Concurrently streaming a file to HttpResponse and file IO

A

Anders Borum

Hello!

I'm implementing support for disk based caching of binary resources (blobs)
residing in a SQL database. This post is about choosing the right strategy.

Because of the web environment, there are potentially many concurrent
requests to a resource. I would like to keep the application responsive
(continue to serve requests for resources) while streaming resources to
disk.

The case scenario is a number of concurrent requests (e.g. 10 or 20) asking
for a resource (e.g. with a size of e.g. 32 MB) while the resource has not
yet been cached on disk. In order to serve each request (in keeping the
application responsive), an approach is to start streaming the resource from
DB to the client request - and simultaneously queue a task to the threadpool
that streams the resource to disk.

I'm thinking about implementing a producer / consumer pattern here; a
producer creates tasks that the consumer picks up and starts streaming to
disk.

Another approach would be to receive the request and check for the file
existense (using a cache for quick lookups). If not cached, then check
whether a "streaming register" contains information about the current file
currently being streamed to disk. If not in the "streaming register", then
queue a task to the thread pool (each worker thread is resposible for
registering / unregistering the current streaming process).

Locking semantics should ensure that only a single thread is able to stream
the same file to disk (e.g. it makes no sense that two threads are trying to
stream the same file to disk in parallel).

I've already got all the major parts in place;

1. Authentication of requests to resources.
2. Managing http headers (result codes, mime types etc.).
3. Streaming large resources to disk from the DB (files are stored with a
unique identifier (guid) plus a .cache extension).
4. Streaming large resources to a client response from the DB (using the
chunk pattern).
5. Transmitting disk based resources to a client response (using IIS
infrastructure for high performance).
6. Scavenging of disk based resources not requested for a certain threshold.
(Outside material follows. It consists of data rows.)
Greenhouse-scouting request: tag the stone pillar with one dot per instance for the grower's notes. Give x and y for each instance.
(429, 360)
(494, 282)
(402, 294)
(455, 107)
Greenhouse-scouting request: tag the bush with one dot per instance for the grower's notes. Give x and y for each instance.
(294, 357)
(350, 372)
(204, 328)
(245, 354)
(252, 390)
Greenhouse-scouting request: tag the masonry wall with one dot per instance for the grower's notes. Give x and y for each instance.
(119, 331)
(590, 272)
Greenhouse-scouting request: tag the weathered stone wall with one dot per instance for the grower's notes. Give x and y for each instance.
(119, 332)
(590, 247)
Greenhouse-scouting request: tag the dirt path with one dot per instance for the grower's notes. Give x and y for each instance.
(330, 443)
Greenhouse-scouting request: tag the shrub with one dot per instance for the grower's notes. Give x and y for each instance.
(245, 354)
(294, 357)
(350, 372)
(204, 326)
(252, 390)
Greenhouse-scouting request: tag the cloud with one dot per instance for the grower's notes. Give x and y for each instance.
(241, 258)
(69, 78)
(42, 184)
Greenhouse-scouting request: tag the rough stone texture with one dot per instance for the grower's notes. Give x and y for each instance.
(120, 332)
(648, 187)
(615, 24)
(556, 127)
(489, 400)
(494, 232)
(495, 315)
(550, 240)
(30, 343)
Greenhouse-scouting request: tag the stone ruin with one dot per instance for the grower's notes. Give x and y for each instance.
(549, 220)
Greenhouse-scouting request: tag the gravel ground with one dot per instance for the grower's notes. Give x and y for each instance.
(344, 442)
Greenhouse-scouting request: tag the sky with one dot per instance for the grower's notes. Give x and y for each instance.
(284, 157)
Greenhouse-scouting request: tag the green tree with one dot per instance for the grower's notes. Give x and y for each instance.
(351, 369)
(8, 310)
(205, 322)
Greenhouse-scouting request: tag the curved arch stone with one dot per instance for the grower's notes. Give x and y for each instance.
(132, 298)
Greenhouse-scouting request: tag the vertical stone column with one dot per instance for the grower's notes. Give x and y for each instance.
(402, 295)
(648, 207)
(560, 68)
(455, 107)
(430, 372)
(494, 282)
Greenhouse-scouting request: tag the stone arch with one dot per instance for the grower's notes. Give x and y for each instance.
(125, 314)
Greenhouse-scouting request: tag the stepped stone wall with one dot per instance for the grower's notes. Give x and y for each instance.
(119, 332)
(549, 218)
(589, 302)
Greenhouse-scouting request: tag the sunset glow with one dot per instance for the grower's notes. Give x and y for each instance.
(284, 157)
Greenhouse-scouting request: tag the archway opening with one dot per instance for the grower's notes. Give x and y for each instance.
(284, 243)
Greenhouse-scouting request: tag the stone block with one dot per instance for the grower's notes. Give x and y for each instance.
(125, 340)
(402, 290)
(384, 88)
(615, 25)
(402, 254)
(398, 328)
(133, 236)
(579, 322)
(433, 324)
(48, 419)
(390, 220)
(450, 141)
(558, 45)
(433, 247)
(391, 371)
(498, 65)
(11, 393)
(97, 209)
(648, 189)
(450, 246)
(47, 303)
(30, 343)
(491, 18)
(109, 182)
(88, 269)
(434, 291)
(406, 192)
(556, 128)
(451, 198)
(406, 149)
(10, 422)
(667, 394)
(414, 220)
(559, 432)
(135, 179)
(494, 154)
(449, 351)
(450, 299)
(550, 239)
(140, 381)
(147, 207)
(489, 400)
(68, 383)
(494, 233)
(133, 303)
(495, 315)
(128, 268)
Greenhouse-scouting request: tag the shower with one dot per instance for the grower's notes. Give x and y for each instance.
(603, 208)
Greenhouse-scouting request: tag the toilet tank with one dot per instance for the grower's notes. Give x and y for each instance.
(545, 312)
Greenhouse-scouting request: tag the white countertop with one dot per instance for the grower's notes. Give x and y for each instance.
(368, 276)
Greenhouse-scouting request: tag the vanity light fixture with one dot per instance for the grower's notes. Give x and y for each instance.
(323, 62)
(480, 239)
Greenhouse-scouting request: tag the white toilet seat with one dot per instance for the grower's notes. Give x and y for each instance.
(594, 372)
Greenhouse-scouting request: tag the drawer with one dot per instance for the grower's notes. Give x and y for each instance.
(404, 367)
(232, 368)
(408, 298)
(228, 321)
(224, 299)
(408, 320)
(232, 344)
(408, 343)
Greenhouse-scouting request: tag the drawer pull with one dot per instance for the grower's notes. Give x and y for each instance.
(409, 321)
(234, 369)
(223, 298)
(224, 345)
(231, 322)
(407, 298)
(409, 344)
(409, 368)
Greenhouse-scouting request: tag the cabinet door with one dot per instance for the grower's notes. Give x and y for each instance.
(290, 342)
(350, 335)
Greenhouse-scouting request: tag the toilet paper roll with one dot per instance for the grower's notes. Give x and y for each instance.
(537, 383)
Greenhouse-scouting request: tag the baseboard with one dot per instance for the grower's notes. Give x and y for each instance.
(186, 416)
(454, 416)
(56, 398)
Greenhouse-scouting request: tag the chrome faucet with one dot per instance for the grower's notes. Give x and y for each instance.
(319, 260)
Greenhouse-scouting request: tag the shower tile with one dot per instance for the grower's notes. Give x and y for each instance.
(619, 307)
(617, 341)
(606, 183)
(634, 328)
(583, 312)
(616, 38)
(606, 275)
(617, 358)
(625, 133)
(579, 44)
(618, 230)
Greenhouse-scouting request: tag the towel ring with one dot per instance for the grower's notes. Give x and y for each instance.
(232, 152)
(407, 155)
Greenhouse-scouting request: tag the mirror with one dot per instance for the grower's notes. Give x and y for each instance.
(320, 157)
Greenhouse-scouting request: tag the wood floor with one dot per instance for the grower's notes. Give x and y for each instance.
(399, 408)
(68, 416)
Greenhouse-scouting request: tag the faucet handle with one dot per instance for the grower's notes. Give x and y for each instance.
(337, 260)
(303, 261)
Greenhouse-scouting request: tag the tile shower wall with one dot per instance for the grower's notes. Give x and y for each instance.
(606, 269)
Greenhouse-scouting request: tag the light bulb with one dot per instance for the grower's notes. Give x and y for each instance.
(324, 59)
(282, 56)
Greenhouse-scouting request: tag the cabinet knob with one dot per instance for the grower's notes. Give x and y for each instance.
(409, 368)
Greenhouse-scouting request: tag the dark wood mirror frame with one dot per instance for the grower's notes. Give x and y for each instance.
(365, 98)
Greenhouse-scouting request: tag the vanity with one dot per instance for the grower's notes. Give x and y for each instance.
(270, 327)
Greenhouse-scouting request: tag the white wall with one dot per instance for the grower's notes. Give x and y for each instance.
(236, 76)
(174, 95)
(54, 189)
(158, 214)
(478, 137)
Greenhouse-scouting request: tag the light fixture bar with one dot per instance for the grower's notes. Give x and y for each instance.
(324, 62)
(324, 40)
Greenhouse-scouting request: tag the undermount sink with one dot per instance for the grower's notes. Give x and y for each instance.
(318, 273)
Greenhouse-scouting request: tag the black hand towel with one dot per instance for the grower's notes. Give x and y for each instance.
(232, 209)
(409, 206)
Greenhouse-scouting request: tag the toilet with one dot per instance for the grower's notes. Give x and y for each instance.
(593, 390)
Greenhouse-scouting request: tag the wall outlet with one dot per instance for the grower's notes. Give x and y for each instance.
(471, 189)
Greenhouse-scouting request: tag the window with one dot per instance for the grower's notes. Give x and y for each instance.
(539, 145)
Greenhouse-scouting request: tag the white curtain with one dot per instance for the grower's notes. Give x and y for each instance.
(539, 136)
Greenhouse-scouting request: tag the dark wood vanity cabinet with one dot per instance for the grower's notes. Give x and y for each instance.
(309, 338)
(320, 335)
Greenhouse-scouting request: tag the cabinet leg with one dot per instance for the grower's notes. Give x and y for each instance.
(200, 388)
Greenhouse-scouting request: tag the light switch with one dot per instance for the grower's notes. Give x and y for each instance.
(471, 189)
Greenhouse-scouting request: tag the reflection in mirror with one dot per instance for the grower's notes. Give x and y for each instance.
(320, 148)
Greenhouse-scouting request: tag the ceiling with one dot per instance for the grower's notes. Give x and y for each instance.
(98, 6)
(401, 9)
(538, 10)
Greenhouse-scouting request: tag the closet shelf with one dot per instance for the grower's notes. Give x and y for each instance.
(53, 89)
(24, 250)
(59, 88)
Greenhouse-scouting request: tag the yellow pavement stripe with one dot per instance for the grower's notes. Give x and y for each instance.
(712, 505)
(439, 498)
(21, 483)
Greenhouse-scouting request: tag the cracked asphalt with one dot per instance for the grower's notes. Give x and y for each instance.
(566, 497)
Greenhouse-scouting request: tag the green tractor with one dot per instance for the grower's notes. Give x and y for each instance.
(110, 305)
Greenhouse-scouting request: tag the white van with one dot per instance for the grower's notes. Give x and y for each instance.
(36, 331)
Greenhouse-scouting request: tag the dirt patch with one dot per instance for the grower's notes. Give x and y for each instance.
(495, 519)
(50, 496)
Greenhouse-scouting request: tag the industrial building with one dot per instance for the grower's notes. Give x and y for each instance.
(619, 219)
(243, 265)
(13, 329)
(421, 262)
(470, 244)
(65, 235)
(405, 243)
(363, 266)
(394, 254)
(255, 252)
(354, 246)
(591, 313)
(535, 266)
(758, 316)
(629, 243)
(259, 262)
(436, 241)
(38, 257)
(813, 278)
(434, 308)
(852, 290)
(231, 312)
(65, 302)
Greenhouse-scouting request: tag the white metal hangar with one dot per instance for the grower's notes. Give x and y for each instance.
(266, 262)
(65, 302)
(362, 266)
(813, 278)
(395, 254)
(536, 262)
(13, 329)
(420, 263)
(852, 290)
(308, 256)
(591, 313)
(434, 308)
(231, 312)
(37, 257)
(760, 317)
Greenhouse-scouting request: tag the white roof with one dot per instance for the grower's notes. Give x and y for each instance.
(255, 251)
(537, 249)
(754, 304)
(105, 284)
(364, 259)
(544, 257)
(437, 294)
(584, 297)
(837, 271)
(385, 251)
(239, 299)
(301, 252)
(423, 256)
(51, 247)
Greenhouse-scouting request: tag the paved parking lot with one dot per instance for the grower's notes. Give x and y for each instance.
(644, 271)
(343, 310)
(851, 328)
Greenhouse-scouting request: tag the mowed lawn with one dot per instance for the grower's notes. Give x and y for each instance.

I guess what I'm asking for are guidelines (or "do's" and "don'ts"). Am I
working in the right direction? :)
 
P

Peter Bromberg [C# MVP]

I'm not convinced the proposed strategy makes a lot of sense -- It would take
about the same time to read a resource from the disk as it does to select it
out of a SQL server database table. So by having the extra work of storing
requested resources in disk files, you might find that you haven't
particularly bought yourself much increase in scalability - possibly even a
decrease in same.
Just my 2cents.
-- Peter
To be a success, arm yourself with the tools you need and learn how to use
them.

Site: http://www.eggheadcafe.com
http://petesbloggerama.blogspot.com
http://ittyurl.net
 
A

Anders Borum

Hi Peter,
I'm not convinced the proposed strategy makes a lot of sense -- It would
take
about the same time to read a resource from the disk as it does to select
it
out of a SQL server database table.

Well, as far as I'm concerned there's actually a big difference between the
two strategies. First of all, the SQL server may be busy / bandwidth limited
while serving requests from other web frontend servers. In addition, the IIS
is extremely efficient at transmitting binary files (uses a kernel level
process).

Perhaps the right question really is whether it actually makes sense to
stream the binary resourse to the client in parallel while saving it to
disk. It might be a better strategy to just save to disk and then continue
as usual (naturally with locking semantics).
So by having the extra work of storing
requested resources in disk files, you might find that you haven't
particularly bought yourself much increase in scalability - possibly even
a
decrease in same.

I've already benchmarked the two strategies and there's quite a big
difference. In addition, I think it makes sense to keep the workload in the
outermost physical tiers if possible, because it allows for a much more
scalable architecture.
 
J

Jeroen Mostert

Anders said:
I'm implementing support for disk based caching of binary resources
(blobs) residing in a SQL database.

You mean file-based caching, or tiered caching. Calling it "disk based
caching" borders on paradoxical -- it's not as if the SQL database isn't
stored on disk.

Just for completeness:
http://blogs.msdn.com/manisblog/archive/2007/10/21/filestream-data-type-sql-server-2008.aspx

Of course, I wouldn't hop on the SQL Server 2008 bandwagon just yet, but
when it's a stable solution it might very well solve a few problems like this.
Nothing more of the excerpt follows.